Nesse sentido, as ações judiciais para aquisição de medicamentos de alto custo funcionam como um mecanismo de proteção dos direitos fundamentais dos indivíduos, quando o Estado se mostra incapaz de cumprir com suas obrigações constitucionais. É importante destacar, no entanto, que tais ações não devem ser encaradas como uma solução definitiva para o problema do acesso à saúde, mas sim como um último recurso, a ser utilizado quando todas as outras vias de acesso aos medicamentos se mostrarem ineficazes.

No RE 566471/SC, o STF reconheceu a responsabilidade solidária dos entes federativos (União, Estados, Municípios e Distrito Federal) no fornecimento de medicamentos de alto custo, estabelecendo que todos devem contribuir para garantir o acesso à saúde.

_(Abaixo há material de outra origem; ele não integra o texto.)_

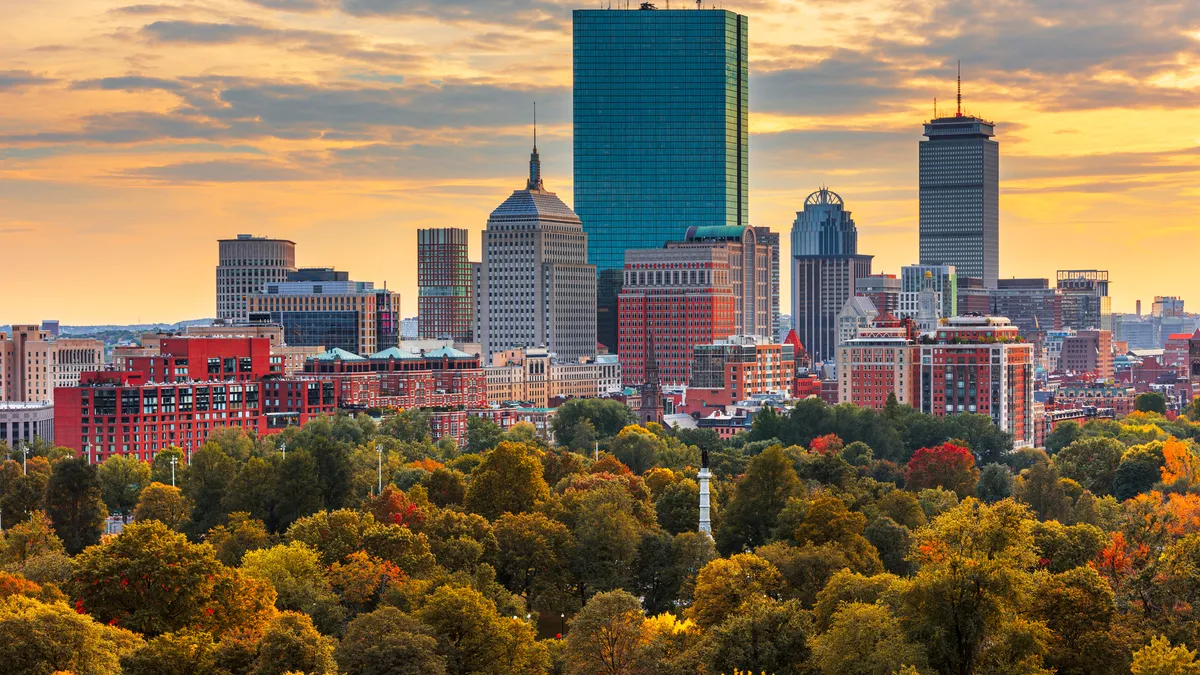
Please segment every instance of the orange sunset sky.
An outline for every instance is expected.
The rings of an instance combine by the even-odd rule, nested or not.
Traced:
[[[466,227],[477,258],[534,101],[571,203],[570,10],[597,6],[0,0],[0,324],[213,316],[216,239],[239,232],[415,315],[417,228]],[[876,271],[916,262],[921,123],[961,59],[997,123],[1002,276],[1108,269],[1117,311],[1200,310],[1196,0],[723,6],[750,17],[754,224],[786,235],[827,184]]]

Essa decisão destaca a responsabilidade compartilhada entre os entes federativos na garantia do acesso à saúde, inclusive no fornecimento de medicamentos de alto custo.

Assim, percebe-se que o Poder Judiciário tem papel fundamental na proteção dos direitos fundamentais à saúde e à vida, especialmente quando se trata do acesso a medicamentos de alto custo.

Por fim, é preciso ressaltar a necessidade de se buscar soluções estruturais para o problema do acesso a medicamentos de alto custo. Isso envolve não apenas a ampliação do financiamento público da saúde, mas também a adoção de políticas de regulação de preços de medicamentos e de incentivo à pesquisa e desenvolvimento de novas tecnologias farmacêuticas. Somente assim será possível garantir que todos os cidadãos tenham acesso efetivo aos medicamentos necessários para preservar sua saúde e sua dignidade humana.

Em suma, as ações judiciais para aquisição de medicamentos de alto custo representam um importante instrumento de garantia dos direitos fundamentais dos cidadãos, especialmente quando o Estado se mostra omisso em cumprir com suas obrigações constitucionais. No entanto, é fundamental que tais ações sejam encaradas como uma medida excepcional, a ser adotada apenas quando todas as outras vias de acesso aos medicamentos se mostrarem infrutíferas. Mais do que remediar casos individuais, é preciso promover políticas públicas que assegurem o acesso universal e igualitário à saúde, conforme preconizado pela Constituição Federal.